User login

Weekly Report - 19 January 2018




This week I looked into why the timing results that I collected vary by a large amount for sequential executions of the experiment. After analysing packet traces, I found that TCPDUMP wasn't showing all packets on the primary logger (logger on the primary path directly connected to failed link). When a link is taken down TCPDUMP will crash silently. I was getting packet information by piping TCPDUMPs output to a file. TCPDUMP uses a buffer when it outputs packet information. The buffer doesn't get fully processed when the app exits from a link going down. This was causing fewer packets to be displayed on the output and thus making the results vary by a large margin, depending on the state of the buffer and how many packets were captured. We can fix this problem by running TCPDUMP with the --immediate-mode flag, which disabled the output buffering.

Next, I looked at mitigating the effect of the location of the loggers in the network on recovery time. Because I was using packet timestamps, the location of the logger may affect the recovery time calculation based on the size of the recovery or detour path. I fixed this issue by re-implementing the loggers in libtrace and creating a recovery time calculation app with libtrace.
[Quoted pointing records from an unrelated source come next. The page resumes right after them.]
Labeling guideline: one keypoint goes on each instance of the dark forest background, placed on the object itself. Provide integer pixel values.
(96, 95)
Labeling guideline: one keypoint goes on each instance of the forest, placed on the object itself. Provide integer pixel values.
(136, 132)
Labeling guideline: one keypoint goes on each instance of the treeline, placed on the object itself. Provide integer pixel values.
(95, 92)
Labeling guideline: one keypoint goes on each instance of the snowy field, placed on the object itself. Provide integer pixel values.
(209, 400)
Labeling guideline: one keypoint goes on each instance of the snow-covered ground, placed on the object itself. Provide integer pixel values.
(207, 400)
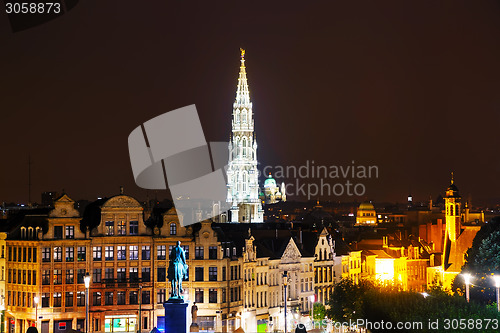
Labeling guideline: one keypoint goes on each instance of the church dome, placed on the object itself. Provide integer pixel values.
(270, 182)
(366, 206)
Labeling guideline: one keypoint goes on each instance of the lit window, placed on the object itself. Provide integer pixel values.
(110, 228)
(134, 227)
(121, 228)
(70, 232)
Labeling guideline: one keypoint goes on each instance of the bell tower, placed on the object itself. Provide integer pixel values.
(453, 211)
(242, 173)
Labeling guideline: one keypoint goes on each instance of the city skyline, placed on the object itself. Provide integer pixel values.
(410, 89)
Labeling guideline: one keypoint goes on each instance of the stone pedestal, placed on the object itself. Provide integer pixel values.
(176, 320)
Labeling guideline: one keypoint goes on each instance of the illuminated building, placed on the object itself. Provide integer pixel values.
(366, 214)
(272, 192)
(457, 240)
(234, 276)
(242, 173)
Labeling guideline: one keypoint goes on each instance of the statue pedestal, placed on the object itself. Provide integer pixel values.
(176, 316)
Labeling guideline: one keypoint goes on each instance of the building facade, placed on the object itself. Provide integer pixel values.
(236, 279)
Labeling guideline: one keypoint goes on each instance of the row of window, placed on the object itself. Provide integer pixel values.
(121, 228)
(324, 274)
(26, 299)
(56, 254)
(22, 254)
(21, 276)
(260, 296)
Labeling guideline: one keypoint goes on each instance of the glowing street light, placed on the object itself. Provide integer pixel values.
(35, 300)
(311, 298)
(86, 280)
(285, 283)
(497, 285)
(467, 278)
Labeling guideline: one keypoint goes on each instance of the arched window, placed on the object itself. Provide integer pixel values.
(244, 147)
(244, 181)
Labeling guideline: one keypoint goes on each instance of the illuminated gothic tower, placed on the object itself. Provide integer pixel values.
(242, 174)
(453, 212)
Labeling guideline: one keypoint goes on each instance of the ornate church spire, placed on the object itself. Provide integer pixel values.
(242, 93)
(242, 173)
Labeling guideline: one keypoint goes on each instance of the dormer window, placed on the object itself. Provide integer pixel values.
(69, 232)
(121, 228)
(134, 228)
(109, 228)
(173, 228)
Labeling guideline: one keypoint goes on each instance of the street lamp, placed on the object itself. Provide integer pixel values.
(2, 308)
(467, 279)
(285, 283)
(497, 285)
(86, 279)
(140, 308)
(35, 300)
(311, 298)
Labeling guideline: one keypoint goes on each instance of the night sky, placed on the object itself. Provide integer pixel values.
(412, 87)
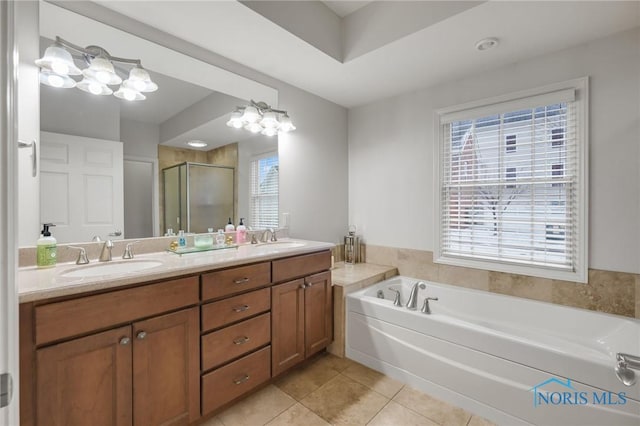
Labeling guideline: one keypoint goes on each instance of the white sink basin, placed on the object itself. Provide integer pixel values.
(110, 268)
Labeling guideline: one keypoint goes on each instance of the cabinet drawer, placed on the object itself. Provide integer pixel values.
(231, 381)
(60, 320)
(231, 342)
(299, 266)
(235, 280)
(218, 314)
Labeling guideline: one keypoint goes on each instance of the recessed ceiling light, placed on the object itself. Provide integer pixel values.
(486, 43)
(197, 144)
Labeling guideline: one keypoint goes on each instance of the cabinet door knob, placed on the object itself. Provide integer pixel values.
(240, 308)
(241, 380)
(240, 340)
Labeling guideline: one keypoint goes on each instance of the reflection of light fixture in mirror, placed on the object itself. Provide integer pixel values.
(197, 144)
(258, 117)
(58, 64)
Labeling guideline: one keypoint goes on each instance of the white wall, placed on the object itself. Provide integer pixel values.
(390, 149)
(27, 39)
(139, 139)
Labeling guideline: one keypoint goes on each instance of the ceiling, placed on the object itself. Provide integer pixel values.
(353, 54)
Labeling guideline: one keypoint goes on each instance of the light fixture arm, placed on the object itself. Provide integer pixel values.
(95, 51)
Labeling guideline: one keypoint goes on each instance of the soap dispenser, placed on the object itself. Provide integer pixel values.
(241, 232)
(46, 248)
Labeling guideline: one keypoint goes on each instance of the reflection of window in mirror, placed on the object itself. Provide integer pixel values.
(263, 200)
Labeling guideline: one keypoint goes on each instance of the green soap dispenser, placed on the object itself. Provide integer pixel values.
(47, 248)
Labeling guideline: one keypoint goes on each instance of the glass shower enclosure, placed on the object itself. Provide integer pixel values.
(198, 196)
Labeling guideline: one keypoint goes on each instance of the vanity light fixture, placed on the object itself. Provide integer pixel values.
(258, 117)
(57, 65)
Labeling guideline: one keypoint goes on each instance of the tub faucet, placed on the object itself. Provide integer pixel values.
(412, 303)
(425, 307)
(105, 254)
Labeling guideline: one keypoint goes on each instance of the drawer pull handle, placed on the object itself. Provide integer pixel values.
(240, 340)
(241, 380)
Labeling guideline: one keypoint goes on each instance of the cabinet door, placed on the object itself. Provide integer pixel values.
(166, 370)
(86, 381)
(287, 325)
(318, 314)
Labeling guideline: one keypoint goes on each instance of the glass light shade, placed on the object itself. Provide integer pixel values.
(57, 59)
(235, 120)
(269, 120)
(253, 127)
(140, 80)
(55, 80)
(251, 114)
(128, 93)
(285, 124)
(94, 87)
(101, 70)
(270, 131)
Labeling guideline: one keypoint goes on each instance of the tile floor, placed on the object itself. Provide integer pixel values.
(338, 391)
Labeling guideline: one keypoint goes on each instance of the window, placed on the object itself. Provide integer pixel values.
(520, 213)
(263, 204)
(557, 137)
(511, 143)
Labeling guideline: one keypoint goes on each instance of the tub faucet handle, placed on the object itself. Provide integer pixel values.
(425, 306)
(397, 301)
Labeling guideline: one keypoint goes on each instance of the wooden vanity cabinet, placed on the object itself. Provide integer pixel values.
(301, 310)
(140, 371)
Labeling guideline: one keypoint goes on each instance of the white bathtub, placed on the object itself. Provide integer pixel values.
(488, 353)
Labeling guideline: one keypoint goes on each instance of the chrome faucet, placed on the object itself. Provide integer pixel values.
(425, 306)
(412, 303)
(105, 254)
(269, 231)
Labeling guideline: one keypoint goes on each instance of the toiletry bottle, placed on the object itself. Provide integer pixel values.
(241, 232)
(47, 249)
(182, 240)
(220, 238)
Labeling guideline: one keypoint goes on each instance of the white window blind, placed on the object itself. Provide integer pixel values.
(503, 208)
(263, 204)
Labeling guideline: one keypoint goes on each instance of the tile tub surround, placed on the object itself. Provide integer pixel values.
(606, 291)
(338, 391)
(346, 279)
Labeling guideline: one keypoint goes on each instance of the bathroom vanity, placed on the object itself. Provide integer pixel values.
(139, 349)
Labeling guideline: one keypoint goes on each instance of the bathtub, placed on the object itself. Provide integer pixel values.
(511, 360)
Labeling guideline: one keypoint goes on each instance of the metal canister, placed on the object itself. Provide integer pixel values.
(351, 247)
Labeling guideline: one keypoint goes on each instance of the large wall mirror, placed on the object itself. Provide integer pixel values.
(192, 103)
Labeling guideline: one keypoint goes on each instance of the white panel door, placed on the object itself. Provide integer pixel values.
(81, 187)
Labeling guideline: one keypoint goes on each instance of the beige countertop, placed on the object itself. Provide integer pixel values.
(39, 284)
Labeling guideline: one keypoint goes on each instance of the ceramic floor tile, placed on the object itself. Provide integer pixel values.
(343, 401)
(480, 421)
(335, 362)
(214, 421)
(374, 380)
(432, 408)
(394, 414)
(298, 415)
(302, 382)
(258, 408)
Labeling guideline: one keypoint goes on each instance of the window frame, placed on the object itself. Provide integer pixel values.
(580, 269)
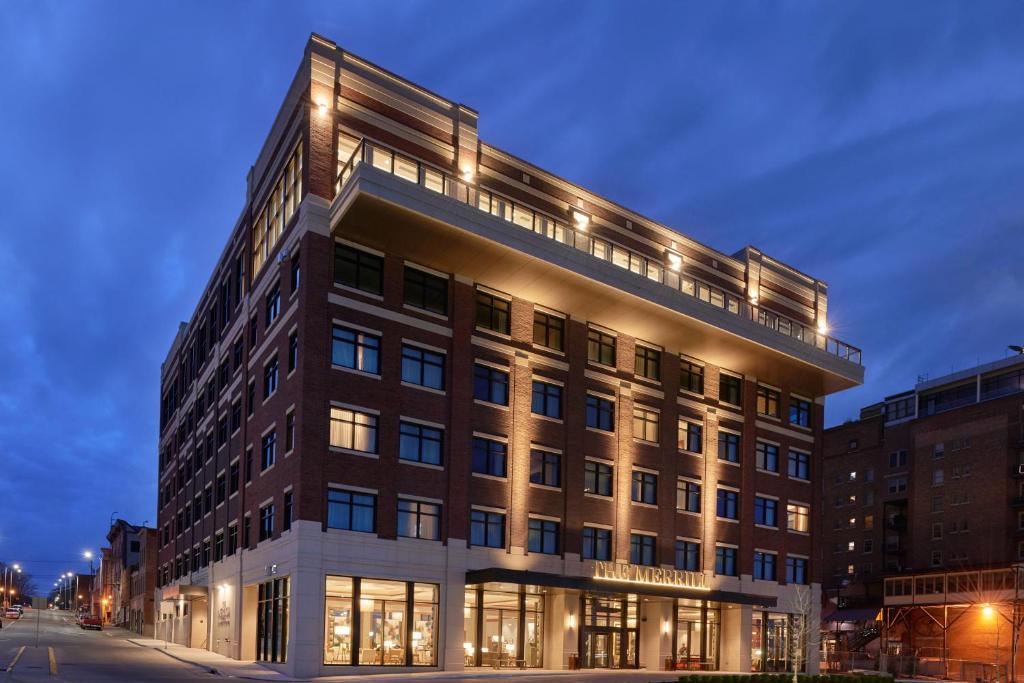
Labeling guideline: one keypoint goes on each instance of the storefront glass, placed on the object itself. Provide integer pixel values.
(504, 626)
(395, 624)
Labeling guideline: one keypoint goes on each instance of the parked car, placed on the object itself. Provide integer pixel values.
(90, 622)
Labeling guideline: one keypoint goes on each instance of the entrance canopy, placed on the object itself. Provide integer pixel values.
(184, 592)
(501, 574)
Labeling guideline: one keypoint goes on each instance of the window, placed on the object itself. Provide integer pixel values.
(422, 367)
(351, 511)
(796, 569)
(798, 517)
(486, 528)
(419, 520)
(596, 544)
(600, 413)
(293, 351)
(647, 363)
(727, 505)
(425, 291)
(764, 565)
(644, 487)
(542, 537)
(547, 399)
(765, 511)
(728, 446)
(549, 330)
(493, 312)
(268, 451)
(491, 385)
(358, 269)
(690, 435)
(600, 347)
(688, 496)
(356, 350)
(289, 432)
(265, 523)
(420, 443)
(489, 457)
(597, 478)
(725, 561)
(767, 401)
(690, 376)
(545, 468)
(688, 555)
(767, 457)
(729, 389)
(642, 549)
(800, 412)
(800, 467)
(270, 377)
(646, 424)
(272, 306)
(353, 430)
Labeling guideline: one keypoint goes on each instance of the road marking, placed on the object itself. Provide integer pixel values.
(17, 656)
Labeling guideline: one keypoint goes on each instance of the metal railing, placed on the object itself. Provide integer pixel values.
(430, 177)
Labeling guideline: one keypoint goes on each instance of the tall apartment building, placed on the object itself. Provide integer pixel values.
(438, 408)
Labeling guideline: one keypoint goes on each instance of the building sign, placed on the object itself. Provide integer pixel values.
(636, 573)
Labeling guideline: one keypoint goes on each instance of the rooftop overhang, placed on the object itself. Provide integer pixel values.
(388, 213)
(524, 578)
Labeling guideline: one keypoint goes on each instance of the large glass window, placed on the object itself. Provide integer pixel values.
(549, 331)
(418, 519)
(420, 443)
(353, 430)
(354, 349)
(489, 457)
(358, 269)
(493, 312)
(271, 621)
(422, 367)
(425, 291)
(351, 510)
(491, 385)
(600, 347)
(373, 622)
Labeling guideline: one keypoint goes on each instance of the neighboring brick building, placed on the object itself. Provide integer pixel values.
(929, 481)
(438, 408)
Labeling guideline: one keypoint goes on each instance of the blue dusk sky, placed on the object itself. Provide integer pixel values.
(877, 145)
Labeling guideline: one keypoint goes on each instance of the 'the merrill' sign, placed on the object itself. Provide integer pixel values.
(635, 573)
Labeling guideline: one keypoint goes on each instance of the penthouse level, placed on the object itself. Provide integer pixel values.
(438, 408)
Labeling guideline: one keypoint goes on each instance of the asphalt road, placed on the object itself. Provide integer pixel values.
(66, 652)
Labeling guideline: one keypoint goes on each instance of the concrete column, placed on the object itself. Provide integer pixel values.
(735, 638)
(655, 633)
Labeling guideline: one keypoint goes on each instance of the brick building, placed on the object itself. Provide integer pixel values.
(438, 408)
(930, 483)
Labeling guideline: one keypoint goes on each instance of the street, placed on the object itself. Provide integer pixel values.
(67, 652)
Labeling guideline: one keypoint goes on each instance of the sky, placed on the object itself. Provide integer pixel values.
(877, 145)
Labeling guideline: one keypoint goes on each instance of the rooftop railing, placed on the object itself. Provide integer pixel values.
(666, 272)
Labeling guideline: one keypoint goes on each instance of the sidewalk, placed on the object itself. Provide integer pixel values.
(220, 665)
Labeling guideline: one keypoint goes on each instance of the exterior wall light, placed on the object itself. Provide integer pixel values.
(580, 219)
(674, 260)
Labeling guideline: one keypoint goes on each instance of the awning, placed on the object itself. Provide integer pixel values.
(503, 575)
(185, 592)
(854, 614)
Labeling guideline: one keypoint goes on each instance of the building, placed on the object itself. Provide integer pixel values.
(929, 482)
(142, 584)
(438, 408)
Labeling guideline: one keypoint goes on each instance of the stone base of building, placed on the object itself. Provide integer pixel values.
(314, 603)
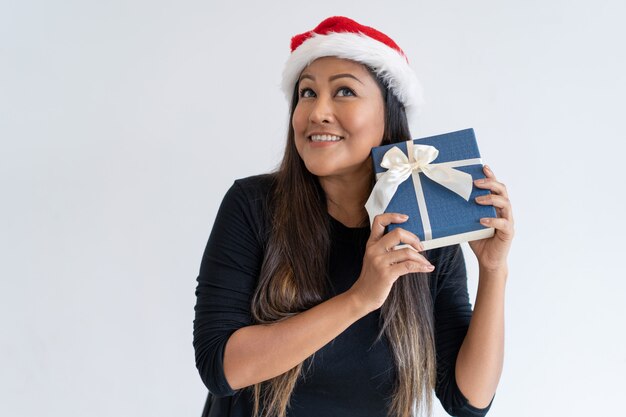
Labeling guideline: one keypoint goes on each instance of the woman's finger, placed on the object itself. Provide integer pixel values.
(383, 220)
(398, 236)
(491, 183)
(501, 203)
(407, 267)
(406, 254)
(500, 224)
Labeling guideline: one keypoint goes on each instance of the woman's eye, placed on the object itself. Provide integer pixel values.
(345, 92)
(306, 92)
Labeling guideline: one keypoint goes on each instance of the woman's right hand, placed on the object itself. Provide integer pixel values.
(382, 265)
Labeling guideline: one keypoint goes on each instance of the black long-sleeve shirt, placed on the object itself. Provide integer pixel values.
(351, 376)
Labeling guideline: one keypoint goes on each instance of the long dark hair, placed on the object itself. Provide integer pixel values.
(294, 270)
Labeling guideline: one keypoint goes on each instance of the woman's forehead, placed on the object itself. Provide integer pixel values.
(331, 64)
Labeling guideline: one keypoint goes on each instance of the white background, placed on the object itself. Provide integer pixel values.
(122, 124)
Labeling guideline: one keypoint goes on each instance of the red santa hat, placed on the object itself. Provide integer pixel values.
(344, 38)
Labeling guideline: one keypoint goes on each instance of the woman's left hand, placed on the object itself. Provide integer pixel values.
(492, 252)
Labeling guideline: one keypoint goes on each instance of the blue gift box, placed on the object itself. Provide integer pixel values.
(452, 218)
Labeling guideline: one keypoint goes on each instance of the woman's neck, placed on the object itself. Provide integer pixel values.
(346, 197)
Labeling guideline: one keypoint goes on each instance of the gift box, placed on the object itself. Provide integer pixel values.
(431, 180)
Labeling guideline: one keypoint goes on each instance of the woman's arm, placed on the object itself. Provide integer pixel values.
(479, 362)
(260, 352)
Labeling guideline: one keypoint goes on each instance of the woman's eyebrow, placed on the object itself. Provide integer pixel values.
(336, 76)
(331, 78)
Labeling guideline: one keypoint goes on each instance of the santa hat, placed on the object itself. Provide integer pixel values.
(344, 38)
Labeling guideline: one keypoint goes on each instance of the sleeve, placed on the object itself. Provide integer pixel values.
(225, 285)
(453, 313)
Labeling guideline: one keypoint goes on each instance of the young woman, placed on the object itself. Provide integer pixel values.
(303, 309)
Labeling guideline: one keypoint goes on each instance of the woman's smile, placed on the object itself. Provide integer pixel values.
(339, 117)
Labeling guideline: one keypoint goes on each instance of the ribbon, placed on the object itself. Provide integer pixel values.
(400, 167)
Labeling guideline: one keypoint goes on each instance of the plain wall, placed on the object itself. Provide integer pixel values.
(122, 124)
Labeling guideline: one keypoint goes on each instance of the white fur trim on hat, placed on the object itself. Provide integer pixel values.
(386, 62)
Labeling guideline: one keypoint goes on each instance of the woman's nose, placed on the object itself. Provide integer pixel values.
(322, 111)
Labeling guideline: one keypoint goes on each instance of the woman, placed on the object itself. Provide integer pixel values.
(303, 309)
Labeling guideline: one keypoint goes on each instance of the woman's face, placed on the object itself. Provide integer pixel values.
(339, 117)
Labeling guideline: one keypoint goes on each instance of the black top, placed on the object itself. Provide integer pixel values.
(351, 376)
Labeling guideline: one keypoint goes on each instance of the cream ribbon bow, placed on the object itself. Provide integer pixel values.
(400, 168)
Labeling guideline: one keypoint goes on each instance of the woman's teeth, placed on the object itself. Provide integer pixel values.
(325, 138)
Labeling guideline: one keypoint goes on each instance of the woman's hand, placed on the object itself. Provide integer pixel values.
(492, 252)
(382, 265)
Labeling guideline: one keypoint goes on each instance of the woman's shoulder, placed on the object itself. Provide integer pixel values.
(256, 185)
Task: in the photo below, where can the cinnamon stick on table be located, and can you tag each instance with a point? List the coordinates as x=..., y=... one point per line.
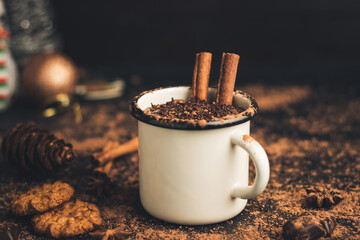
x=229, y=64
x=201, y=76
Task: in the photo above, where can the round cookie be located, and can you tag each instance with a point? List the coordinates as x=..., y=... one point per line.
x=68, y=220
x=41, y=199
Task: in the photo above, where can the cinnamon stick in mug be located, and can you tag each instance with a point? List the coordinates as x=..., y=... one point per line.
x=229, y=64
x=201, y=75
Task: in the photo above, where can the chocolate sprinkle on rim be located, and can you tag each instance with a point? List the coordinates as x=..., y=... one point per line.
x=152, y=119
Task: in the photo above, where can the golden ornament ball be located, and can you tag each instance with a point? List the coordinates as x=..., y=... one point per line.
x=48, y=74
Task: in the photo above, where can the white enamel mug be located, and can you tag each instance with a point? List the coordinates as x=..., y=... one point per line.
x=191, y=174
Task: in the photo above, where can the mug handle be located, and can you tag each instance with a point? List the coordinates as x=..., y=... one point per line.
x=261, y=162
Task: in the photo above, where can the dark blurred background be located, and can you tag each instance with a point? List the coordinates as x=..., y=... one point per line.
x=284, y=41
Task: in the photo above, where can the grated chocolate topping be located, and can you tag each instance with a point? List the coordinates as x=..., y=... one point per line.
x=194, y=110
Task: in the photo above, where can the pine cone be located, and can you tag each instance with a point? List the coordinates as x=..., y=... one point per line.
x=36, y=150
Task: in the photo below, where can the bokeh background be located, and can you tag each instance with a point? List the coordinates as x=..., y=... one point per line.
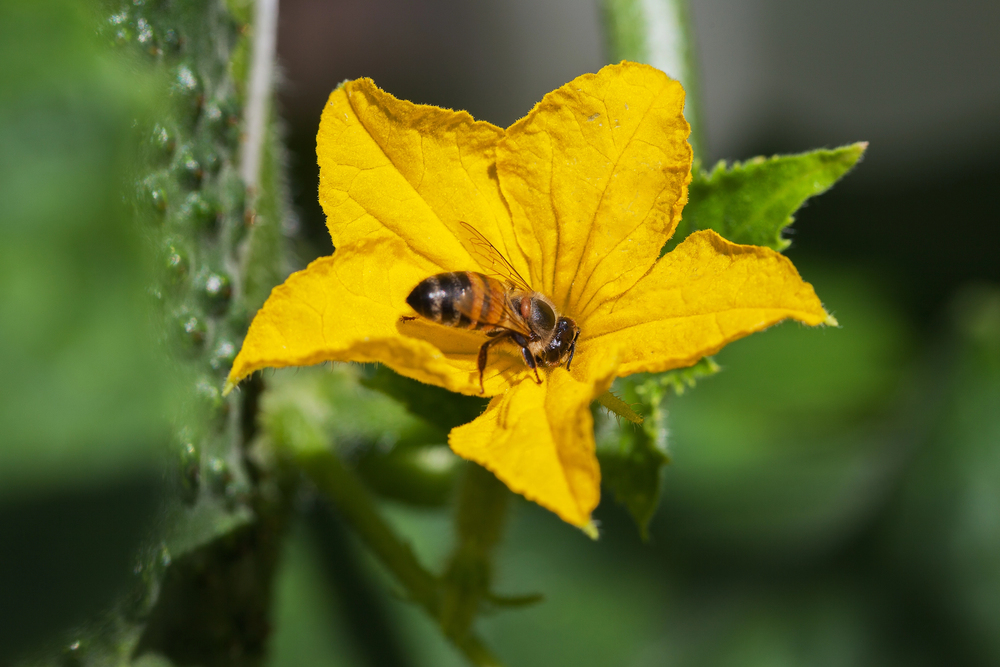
x=834, y=497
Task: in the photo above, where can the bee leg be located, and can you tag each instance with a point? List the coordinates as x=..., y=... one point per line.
x=572, y=350
x=529, y=358
x=483, y=352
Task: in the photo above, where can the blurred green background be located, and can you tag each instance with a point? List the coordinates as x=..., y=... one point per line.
x=834, y=496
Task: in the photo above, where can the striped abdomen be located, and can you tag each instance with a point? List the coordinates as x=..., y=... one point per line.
x=462, y=299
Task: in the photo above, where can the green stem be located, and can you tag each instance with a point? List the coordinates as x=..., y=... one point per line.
x=481, y=511
x=357, y=508
x=659, y=33
x=619, y=407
This app will take two packet traces and use the pktgen timestamps to calculate the recovery time. I am also getting packets lost by looking at the pktgen sequence numbers between the traces on the two loggers (last packet on primary logger and first packet on secondary logger). Using the pktgen fields also allows us to place the two loggers on separate switches. Previously we had to have them on the same switch to account for clock differences in the virtual switches.

After these modifications, I have recollected the recovery time stats on my lab machine. I am currently in the process of finishing off the cleaning and re-graphing of these stats.